Sheep-Shearing Robots
Following 11 years of research at a cost of $4 million, scientists at the University of Western Australia have developed a fully automated method of shearing sheep, reports The Sydney Morning Herald. The experimental robot is capable of shearing a sheep in the same time as it takes a fully trained shearer—about four minutes. “It is made up of a single shearing arm, equipped with sensors to read the contours of each sheep,” notes the Herald. The animal “is held firmly by a cradle, which moves it into position during shearing.” Sheepshearing is said to be such rigorous work that it requires a steadily working shearer to be “as fit as an Olympic athlete.” With the model for commercial use already in development, the robots could be on the market by 1992 at a cost of A$500,000 ($400,000, U.S.) per unit. A spokesman for the Australian Worker’s Union said that human shearers remain “very skeptical” that the robots will replace them.
Gallstone Treatment
After ten years of successful tests, the U.S. Food and Drug Administration has approved a pill that can dissolve most gallstones, reports the New York Post. In tests the drug, generically named ursodiol, was claimed to be successful in treating “60 to 70 percent of patients with cholesterol gallstones,” with no side effects. Treatment may require the use of the drug up to 12 months at a cost of $1,400. By comparison, the Post notes that “a gallstone operation can cost $10,000.”
Special Blessings
The Cathedral of St.
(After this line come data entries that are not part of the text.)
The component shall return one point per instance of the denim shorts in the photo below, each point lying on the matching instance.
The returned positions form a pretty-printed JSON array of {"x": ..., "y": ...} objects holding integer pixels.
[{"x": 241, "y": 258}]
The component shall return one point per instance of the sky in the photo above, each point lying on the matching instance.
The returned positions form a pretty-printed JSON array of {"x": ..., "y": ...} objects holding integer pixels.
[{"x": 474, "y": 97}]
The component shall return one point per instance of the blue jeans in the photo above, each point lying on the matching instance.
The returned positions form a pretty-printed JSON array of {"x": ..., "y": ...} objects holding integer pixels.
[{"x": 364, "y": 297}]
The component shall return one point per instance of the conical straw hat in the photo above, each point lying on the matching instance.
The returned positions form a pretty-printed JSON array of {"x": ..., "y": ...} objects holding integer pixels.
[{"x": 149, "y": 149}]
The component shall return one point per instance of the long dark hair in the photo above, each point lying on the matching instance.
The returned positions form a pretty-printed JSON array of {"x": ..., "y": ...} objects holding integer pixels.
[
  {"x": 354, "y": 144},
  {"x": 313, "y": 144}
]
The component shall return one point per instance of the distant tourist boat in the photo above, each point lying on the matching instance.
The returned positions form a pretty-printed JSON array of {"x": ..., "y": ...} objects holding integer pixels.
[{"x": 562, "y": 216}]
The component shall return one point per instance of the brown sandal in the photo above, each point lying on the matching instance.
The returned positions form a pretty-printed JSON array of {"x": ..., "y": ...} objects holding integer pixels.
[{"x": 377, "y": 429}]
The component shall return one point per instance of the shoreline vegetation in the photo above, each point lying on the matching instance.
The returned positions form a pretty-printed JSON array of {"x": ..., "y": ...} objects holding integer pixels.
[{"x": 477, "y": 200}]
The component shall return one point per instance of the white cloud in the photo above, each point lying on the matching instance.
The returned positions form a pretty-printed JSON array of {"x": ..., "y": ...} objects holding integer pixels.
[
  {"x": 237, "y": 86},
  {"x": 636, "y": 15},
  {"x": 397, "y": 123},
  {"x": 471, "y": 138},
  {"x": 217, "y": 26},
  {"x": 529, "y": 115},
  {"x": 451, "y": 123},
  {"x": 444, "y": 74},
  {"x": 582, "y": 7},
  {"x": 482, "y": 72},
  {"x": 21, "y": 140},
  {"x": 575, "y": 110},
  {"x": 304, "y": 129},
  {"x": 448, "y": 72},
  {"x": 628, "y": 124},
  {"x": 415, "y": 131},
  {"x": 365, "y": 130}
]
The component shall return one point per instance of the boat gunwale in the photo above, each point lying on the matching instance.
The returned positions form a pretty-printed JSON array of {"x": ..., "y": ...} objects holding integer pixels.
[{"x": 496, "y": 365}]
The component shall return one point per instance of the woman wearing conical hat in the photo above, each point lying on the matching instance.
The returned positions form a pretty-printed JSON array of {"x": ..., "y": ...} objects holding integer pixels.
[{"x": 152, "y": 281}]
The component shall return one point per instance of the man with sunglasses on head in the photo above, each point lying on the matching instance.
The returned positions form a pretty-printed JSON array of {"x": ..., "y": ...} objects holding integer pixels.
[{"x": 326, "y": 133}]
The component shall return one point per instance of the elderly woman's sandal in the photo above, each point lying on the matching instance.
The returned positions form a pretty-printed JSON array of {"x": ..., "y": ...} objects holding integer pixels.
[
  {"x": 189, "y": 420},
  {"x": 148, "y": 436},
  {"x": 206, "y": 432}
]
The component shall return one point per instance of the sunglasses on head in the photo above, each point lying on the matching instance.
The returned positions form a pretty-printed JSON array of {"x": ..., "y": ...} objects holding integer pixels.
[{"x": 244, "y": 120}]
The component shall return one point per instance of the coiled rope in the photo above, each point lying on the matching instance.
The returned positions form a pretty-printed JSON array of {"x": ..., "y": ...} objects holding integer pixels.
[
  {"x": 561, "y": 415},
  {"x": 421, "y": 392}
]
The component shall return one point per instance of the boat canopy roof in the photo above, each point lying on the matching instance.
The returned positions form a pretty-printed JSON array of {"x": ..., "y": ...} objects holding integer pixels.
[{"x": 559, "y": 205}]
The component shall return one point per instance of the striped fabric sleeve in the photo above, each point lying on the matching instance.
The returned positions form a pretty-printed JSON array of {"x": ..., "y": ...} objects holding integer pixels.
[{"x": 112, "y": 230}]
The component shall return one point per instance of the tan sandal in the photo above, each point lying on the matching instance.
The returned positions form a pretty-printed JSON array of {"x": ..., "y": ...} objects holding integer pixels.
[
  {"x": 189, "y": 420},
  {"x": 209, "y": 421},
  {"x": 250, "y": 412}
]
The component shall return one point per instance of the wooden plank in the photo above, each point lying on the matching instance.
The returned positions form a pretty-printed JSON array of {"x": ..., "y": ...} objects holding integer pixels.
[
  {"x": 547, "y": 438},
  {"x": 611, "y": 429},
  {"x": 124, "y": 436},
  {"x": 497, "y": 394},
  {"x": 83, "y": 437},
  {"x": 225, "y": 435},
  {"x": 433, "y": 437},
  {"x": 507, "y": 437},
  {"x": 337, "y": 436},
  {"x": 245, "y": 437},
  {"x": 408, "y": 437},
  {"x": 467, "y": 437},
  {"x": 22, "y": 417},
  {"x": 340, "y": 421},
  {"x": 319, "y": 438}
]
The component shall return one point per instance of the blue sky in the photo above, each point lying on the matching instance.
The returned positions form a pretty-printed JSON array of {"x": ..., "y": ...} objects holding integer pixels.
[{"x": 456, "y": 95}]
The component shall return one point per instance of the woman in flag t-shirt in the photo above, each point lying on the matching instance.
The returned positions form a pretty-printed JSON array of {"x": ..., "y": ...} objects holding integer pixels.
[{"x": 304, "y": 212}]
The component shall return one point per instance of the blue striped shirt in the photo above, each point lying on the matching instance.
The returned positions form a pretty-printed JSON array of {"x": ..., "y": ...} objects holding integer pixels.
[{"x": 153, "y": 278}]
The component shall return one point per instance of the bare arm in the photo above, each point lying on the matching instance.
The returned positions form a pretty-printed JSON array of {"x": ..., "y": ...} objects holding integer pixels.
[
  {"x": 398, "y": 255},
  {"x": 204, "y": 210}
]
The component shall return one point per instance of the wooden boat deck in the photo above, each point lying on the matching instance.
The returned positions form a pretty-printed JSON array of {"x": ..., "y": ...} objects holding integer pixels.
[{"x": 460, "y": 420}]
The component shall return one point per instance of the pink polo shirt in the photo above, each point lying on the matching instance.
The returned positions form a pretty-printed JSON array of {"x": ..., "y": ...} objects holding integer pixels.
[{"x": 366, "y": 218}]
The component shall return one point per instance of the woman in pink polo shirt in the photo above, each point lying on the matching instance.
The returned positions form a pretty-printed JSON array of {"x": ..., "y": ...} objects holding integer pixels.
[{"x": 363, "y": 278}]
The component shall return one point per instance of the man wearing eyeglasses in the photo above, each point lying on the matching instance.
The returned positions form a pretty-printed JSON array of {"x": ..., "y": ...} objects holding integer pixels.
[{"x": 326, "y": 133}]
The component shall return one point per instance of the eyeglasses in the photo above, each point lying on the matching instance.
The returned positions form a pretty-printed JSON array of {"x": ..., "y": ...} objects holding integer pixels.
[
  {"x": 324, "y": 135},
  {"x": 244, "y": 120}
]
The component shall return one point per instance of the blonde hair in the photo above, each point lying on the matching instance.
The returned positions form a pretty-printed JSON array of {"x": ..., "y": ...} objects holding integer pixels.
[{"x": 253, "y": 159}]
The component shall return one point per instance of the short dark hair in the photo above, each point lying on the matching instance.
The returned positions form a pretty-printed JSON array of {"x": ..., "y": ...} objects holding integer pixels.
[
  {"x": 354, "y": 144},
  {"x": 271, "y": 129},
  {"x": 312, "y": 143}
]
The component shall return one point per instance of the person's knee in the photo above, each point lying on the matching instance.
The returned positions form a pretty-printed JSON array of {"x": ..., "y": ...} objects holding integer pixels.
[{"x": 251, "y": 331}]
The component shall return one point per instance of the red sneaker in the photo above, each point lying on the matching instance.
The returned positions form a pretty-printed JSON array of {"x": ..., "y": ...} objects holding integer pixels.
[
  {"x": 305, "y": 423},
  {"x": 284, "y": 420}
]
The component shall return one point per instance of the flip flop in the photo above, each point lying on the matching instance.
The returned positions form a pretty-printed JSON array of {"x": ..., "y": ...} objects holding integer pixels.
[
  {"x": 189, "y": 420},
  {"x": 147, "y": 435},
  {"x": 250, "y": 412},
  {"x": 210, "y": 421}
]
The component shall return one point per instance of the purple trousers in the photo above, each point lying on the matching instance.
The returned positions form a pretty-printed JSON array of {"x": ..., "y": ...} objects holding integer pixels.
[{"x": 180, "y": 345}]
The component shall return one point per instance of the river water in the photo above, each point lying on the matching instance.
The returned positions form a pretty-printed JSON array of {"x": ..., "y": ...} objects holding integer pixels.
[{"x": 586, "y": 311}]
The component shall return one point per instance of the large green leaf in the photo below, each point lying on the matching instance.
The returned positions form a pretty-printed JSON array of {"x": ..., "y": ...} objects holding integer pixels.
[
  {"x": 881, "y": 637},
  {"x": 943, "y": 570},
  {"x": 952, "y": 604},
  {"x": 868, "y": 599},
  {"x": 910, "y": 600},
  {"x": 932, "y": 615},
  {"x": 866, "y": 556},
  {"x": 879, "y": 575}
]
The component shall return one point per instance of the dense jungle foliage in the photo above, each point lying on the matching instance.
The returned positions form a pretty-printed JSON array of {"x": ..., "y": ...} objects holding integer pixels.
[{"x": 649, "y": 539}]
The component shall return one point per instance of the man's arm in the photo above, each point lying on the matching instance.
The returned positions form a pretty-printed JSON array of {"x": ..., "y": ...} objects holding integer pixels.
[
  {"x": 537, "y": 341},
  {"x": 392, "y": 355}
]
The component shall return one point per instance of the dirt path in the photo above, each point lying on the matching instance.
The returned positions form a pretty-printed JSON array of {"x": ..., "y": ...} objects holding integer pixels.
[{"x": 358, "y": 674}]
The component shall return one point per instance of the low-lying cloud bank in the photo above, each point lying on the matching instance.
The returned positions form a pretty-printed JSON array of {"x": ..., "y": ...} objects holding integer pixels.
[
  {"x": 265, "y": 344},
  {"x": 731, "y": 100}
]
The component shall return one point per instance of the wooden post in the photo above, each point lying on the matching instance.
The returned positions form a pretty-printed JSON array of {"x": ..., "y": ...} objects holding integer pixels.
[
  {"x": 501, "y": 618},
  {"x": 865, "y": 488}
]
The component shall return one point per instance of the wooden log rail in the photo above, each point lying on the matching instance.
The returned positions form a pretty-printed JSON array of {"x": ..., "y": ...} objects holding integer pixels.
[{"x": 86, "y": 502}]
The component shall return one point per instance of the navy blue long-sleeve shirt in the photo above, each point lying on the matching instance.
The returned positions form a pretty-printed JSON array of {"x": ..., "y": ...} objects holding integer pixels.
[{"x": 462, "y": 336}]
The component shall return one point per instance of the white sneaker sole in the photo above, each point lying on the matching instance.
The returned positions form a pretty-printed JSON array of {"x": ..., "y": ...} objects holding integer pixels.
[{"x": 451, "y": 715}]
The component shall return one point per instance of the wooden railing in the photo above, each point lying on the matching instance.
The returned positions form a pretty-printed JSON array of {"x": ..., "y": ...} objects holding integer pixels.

John the Divine in New York City has become the center of an annual spectacle—the blessing of animals. Among the animals blessed by Episcopal bishop Paul Moore were a turkey, an eagle, a python, a fish, a llama, a raccoon, a tortoise, an 8,000-pound [3,600 kg] elephant. He even blessed ten billion algae in a flask! The custom is founded on the story of “saint” Francis, who, legend says, preached to birds. Each year hundreds of pet owners throughout the city bring their animals to the cathedral for a special blessing.
Number Eight in Space
Israel’s successful launch of its first space satellite has made it the eighth country with such capability (the others are the United States, the Soviet Union, France, China, Japan, India, and Britain). This Israeli satellite, called Ofek-1, is said to be designed for collecting scientific data on the earth’s magnetic field and space conditions.